Sans doute pour faire écho à cette interrogation portée devant lui par un contribuable auquel l’Administration reprochait la non-déclaration d’un prétendu don manuel, le TGI de PARIS vient de juger que le montant de l’intérêt de retard destiné à indemniser le Trésor devait être limité au taux d’intérêt légal.

En contradiction avec la doctrine de l’Administration, le Tribunal dénonce le caractère partiel de pénalité de l’intérêt de retard.

Estimant que les présents d’usage accordés par une personne étaient disproportionnés par rapport à ses ressources, le service les avaient réintégrés à l’actif de sa succession. Le redressement étant majoré de l’intérêt de retard, l’héritier contestait non seulement le principe de l’imposition mais aussi le taux élevé de cet intérêt.
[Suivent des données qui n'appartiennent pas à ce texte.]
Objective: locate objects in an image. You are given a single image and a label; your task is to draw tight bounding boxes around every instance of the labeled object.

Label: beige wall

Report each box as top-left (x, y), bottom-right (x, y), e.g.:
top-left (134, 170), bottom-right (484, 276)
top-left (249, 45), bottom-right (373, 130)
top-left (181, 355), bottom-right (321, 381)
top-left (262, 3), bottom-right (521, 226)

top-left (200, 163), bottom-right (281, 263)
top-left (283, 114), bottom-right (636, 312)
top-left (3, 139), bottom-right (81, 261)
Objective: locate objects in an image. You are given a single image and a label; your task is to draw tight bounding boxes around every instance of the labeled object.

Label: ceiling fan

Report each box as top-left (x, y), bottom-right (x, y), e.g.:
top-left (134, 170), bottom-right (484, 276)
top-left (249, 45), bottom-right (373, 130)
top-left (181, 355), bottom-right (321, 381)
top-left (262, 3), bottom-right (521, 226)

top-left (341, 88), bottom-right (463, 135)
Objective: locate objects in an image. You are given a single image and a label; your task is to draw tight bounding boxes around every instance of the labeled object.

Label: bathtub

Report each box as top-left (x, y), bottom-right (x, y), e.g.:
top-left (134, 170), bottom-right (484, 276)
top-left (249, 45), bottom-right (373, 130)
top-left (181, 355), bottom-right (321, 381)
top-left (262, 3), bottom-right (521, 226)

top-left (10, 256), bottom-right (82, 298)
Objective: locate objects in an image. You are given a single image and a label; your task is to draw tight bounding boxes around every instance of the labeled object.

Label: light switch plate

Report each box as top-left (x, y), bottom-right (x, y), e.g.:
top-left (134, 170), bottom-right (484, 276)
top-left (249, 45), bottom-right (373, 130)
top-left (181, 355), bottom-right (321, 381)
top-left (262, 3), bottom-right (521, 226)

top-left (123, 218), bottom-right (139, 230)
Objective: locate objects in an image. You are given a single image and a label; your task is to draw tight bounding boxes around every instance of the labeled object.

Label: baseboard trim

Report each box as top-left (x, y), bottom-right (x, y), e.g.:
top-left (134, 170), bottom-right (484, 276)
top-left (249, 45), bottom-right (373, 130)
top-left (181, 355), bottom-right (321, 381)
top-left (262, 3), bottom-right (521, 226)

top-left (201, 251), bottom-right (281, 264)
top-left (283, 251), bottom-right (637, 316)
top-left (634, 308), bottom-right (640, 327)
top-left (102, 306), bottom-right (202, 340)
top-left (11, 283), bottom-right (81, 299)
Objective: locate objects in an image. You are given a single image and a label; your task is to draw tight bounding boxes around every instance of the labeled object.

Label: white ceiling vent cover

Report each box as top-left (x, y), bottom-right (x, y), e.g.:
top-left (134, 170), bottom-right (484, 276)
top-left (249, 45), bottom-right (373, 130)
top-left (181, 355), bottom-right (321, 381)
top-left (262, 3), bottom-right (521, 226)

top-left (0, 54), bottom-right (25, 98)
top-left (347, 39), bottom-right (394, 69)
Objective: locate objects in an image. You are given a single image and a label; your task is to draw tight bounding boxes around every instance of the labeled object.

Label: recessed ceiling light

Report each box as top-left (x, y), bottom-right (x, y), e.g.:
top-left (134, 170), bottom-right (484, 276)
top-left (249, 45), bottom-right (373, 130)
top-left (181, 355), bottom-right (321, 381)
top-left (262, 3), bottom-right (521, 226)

Pour prononcer la décharge du montant excédant le taux de l’intérêt légal en vigueur au cours de l’année d’imposition, le juge a retenu le raisonnement suivant : l’intérêt de retard est destiné à indemniser le Trésor de l’encaissement tardif des impôts. Or, le pouvoir réglementaire a fixé le taux du prix du temps : c’est le taux de l’intérêt légal. La différence constitue une sanction qui comme telle aurait dû être motivée. Faute de cette motivation, elle ne pouvait être réclamée. CQFD.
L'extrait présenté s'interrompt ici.